То есть я и раньше этого не знал. Но раньше мне это было совершенно безразлично.

Глава двенадцатая
Сцена с кепкой

Я приехал в середине дня. В шесть вечера, преобразившись в штатского, я опять стоял на улице Девятнадцатого ноября, которая все лето являлась мне в снах. Она сияла в них многогранником разноцветных стекол; многогранником, который был залит блеском мокрых от дождя крыш и одновременно напоминал искусственную луну из какого-нибудь эстрадного ревю; на этой улице нежно позвякивали каблучки и что-то шептал голосок загорелой девушки, похожий на голос гобоя.

Я опять изнывал перед зеленым подъездом — в конце легендарного пути, ведшего к проклятию, с головой, повернутой назад. Тень, отбрасываемая домами на противоположной стороне улицы, не достигала самого верхнего этажа, и он сверкал и искрился на сентябрьском солнце не хуже золотых сказочных чертогов. Из открытого окна напротив опять лились диковинные причитания саксофона: незнакомый аффиционадо с улицы снов тоже не изменял своей любви.

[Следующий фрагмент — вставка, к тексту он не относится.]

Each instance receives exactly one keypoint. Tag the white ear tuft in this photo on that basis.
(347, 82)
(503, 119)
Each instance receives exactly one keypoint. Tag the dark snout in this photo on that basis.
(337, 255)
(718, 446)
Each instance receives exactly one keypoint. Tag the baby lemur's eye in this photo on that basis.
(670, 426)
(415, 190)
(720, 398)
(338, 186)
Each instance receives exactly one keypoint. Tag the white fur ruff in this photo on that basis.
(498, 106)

Я вошел в дом и медленно двинулся вверх. Вообще-то там был лифт за двадцать пять геллеров, но я пошел пешком, уподобясь пилигриму, преисполненному смирения. У меня было неприятное чувство, что я делаю нечто такое, чего не следовало бы делать вовсе. Да только барышня Серебряная давно уже лишила меня разума, гораздо раньше того момента, когда я в Медзигоренеце опустил в почтовый ящик свое мальчишеское послание.

Наконец я остановился перед дверью, на которой была укреплена от руки надписанная карточка «Л.Серебряная», и позвонил. И она мне открыла.

Вроде бы я не обладал так называемым «женским глазом», но то, как была одета Ленка, замечал всегда. Словно это было абсолютно неотъемлемо от ее природной красоты. На этот раз она стояла передо мной в серо-белой полосатой юбочке в складку и васильковой кофточке с пуговицами цвета меда. Вихрастую головку окружал венец из солнечных лучей, похожий на барочный нимб, потому что за девушкой светился в открытом окне западный горизонт, а над ним сияло красное, как на картинах сюрреалистов, солнце. Глаза у нее были неподвижные, темные, и в зрачках отражался я, трусливый служитель разврата.

— Здравствуйте, — произнес я кротко.

— Ах, это вы?

— Я.

— Что ж… — Она оглянулась через плечо, точно ища что-то в комнате.

— У вас гости?

— Н-нет, — нерешительно ответила она, стоя в дверях и не трогаясь с места. Возле ее стройной ноги возник черный кот Феликс и поднял на меня свои желто-зеленые глаза.

— Не сердитесь. Я должен был увидеть вас.

— Ну да. — Она сглотнула, и по нежной смуглой коже на шее прошла волна. — Но… лучше бы вам сюда не приходить.

— Я понимаю. У меня даже не хватит смелости сказать вам, что я зашел только выпить чашку кофе. После того позора…

— Забудьте об этом, — сказала она, по-прежнему не двигаясь. Ни намека на желание пригласить меня войти, но и ни намека на желание захлопнуть дверь у меня перед носом. Кот двинулся обратно в прихожую и остановился перед узкой дверью, ведущей скорее всего в туалет. Он принюхался к ее нижнему краю, а потом поднялся на задние лапы и попробовал дотянуться до дверной ручки. Это ему не удалось, а барышня Серебряная на помощь не поспешила.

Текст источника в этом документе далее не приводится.